Dosyada mübrez, davalı tarafından bilirkişi raporuna beyan dilekçesi ekinde sunulan ve ödeme iddiasında bulunulan "Payroll" başlıklı belge incelendiğinde; belgenin imzasız olduğu, belgede her ay davacıya ödenen ücret tutarı ile fazla çalışma ücreti tutarlarının ayrı ayrı tahakkuk ettirildiği ve toplam bedelin bankaya yatırıldığı tespit edilmiştir. Şu hâlde davacı tanık beyanları doğrultusunda her ay için hesaplanan fazla çalışma ücretinden yine her ay için uygun oranda indirim yapıldıktan sonra hesaplanan ay için "Payroll" belgesinde bulunan fazla çalışma ücreti tahakkuku, indirim yapılarak bulunan tutardan fazla ise o ay hesaplamadan dışlanarak, indirim yapılan tutardan daha az ise o ay için tahakkuk edilen miktar mahsup edilerek sonuca gidilmelidir. Açıklanan şekilde her ay için ayrı ayrı hesaplama yapılarak oluşacak sonuca göre bir karar verilmelidir.

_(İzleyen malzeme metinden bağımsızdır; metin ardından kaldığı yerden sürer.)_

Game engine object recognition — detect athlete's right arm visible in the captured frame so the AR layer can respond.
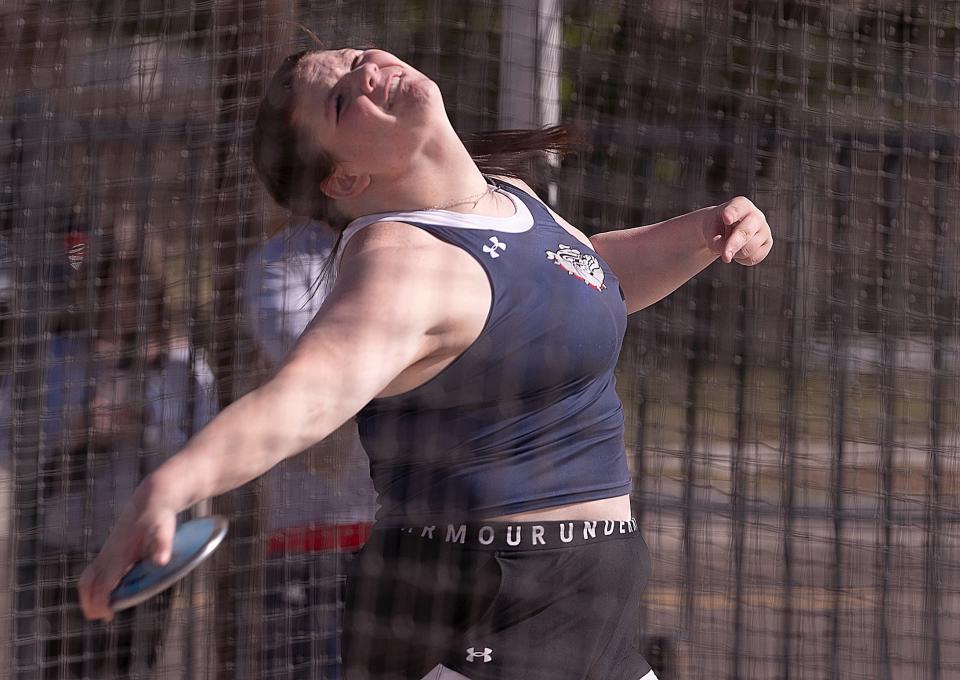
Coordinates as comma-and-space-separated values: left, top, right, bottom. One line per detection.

7. İlgili Hukuk bölümünün (12) numaralı paragrafında yer verilen 3095 sayılı Kanun'un 4/a maddesi ve dava dilekçesinde uyuşmazlık konusu alacakların yabancı parayla tahsilinin talep edilmiş olduğu dikkate alındığında; hüküm altına alınan alacaklara, 3095 sayılı Kanun'un 4/a maddesi uyarınca Devlet bankalarınca ... Dinarı (...) üzerinden açılmış bir yıllık vadeli mevduata uygulanan en yüksek faiz oranının uygulanması gerekir. Bu husus gözetilmeden karar verilmesi de doğru olmamıştır.
VII. KARAR
Açıklanan sebeplerle;
Temyiz olunan İlk Derece Mahkemesi kararının BOZULMASINA,
Peşin alınan temyiz karar harcının istek hâlinde ilgililere iadesine,
Dosyanın İlk Derece Mahkemesine gönderilmesine,
09.12.2024 tarihinde oy birliğiyle karar verildi.